Being here, at the Casa Hogar, among kids who look up to me--literally--it occurs to me that children, always and forever, have a view from below.
Bonhoeffer understood kids' perspective, their standing as viewers from below, I think, when he offers this matrix for action: "The ultimate question, for a responsible man to ask is not how he is to extricate himself heroically from the affair, but how the coming generation is to live. It is only from this question, with its responsibility towards history, that fruitful solutions can come, even if for the time being they are very humiliating."
Asking ourselves how the coming generation is to live requires an understanding of who the next generation is--all of them. This understanding must be real, flowing from friendship, shared experience, mutual respect, and compassion. Will those conversations be difficult? Hell yes. Will those relationships be time-consuming? You bet. Will they be inconvenient, require compromise, challenge us? All of the above. Do we have a choice? Not if we want to survive.

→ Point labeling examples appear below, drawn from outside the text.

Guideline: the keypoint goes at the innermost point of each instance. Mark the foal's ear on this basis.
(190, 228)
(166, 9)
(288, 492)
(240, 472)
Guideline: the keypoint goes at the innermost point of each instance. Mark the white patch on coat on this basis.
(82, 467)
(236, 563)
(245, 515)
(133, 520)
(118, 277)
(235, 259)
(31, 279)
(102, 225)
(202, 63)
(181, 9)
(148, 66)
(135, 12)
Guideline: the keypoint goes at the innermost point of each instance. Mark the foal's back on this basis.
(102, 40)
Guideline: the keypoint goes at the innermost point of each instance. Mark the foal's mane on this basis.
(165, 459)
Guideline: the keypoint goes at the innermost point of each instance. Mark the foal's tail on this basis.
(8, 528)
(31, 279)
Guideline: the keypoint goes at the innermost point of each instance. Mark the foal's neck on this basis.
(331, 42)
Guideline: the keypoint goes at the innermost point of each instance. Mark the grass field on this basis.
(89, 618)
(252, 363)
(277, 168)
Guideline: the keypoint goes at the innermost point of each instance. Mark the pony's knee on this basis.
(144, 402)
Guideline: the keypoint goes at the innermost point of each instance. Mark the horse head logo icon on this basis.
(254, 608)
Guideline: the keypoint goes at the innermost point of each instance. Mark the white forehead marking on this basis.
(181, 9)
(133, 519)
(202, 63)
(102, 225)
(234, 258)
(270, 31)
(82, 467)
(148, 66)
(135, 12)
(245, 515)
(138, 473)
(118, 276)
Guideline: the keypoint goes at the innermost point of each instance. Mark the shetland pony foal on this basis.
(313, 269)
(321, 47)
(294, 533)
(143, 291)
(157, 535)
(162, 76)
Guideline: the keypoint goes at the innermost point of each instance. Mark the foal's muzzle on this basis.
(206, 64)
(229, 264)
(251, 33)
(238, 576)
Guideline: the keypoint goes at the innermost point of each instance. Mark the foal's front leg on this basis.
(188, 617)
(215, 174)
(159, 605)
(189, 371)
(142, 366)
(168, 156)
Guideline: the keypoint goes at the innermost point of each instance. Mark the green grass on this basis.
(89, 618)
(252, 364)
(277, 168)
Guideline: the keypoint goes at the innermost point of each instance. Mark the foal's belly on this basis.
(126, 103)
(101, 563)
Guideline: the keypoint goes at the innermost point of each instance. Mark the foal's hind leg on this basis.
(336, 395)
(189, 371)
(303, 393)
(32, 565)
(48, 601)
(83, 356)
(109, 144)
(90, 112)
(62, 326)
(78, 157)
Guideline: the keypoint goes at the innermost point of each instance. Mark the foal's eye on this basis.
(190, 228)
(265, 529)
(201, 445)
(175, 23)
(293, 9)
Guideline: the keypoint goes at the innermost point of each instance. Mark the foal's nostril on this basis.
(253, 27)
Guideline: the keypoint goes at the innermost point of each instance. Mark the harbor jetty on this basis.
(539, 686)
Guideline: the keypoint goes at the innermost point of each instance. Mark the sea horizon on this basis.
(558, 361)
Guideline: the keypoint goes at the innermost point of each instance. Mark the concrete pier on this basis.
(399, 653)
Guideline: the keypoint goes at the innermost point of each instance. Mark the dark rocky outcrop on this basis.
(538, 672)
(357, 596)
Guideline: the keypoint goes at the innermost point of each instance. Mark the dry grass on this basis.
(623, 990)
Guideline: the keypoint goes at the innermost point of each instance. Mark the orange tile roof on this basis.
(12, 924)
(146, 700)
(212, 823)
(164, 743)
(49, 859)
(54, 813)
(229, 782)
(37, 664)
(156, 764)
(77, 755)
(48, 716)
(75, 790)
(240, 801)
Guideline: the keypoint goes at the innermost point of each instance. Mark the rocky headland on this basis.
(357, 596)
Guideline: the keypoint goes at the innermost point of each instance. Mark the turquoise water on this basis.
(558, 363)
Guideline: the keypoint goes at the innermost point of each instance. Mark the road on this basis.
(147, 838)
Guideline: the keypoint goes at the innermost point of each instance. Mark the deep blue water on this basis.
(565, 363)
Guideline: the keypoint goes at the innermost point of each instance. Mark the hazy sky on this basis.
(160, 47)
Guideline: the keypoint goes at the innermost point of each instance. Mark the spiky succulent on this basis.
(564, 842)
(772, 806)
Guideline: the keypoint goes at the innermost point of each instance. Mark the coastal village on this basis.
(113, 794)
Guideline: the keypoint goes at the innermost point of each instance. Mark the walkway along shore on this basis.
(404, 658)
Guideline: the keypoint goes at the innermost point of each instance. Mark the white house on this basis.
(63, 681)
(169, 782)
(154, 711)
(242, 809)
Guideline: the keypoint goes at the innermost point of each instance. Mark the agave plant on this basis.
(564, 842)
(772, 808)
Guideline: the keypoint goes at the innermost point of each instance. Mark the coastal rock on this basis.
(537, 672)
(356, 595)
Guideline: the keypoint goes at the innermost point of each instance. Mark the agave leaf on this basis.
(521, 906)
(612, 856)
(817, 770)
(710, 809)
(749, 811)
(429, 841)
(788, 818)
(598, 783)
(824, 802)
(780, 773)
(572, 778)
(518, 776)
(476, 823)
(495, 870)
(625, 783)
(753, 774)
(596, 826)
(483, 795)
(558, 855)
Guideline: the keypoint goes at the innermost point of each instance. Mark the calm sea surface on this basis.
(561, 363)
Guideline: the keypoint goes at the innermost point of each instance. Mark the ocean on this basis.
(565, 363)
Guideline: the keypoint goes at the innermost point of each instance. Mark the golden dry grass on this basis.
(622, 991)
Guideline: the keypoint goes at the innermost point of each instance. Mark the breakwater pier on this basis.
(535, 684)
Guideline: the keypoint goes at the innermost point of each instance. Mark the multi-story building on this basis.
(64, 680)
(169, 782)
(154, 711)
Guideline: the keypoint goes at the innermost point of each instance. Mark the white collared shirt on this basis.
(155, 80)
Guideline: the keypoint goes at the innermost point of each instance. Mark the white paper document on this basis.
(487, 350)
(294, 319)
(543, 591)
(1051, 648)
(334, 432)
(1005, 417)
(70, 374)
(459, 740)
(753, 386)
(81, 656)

As Diana and I finish drying the dishes, a particularly catchy song crackles on the radio. Diana and another girl sing loudly, con gusto (with feeling). Interrupting, because that's what I do, I ask what the song is about.
"Tito y Bambino."
"Tito and Bambino are boyfriend girlfriend?" I ask in Spanish.
"No," Diana says, wondering why I am compulsively stupid. "Tito y Bambino are a rock group."
"Ah," and I try again, "But what is the topic of the song?"
"Ah, I understand," she says. "The song is about love."
Isn't it always?
I think something big just happened.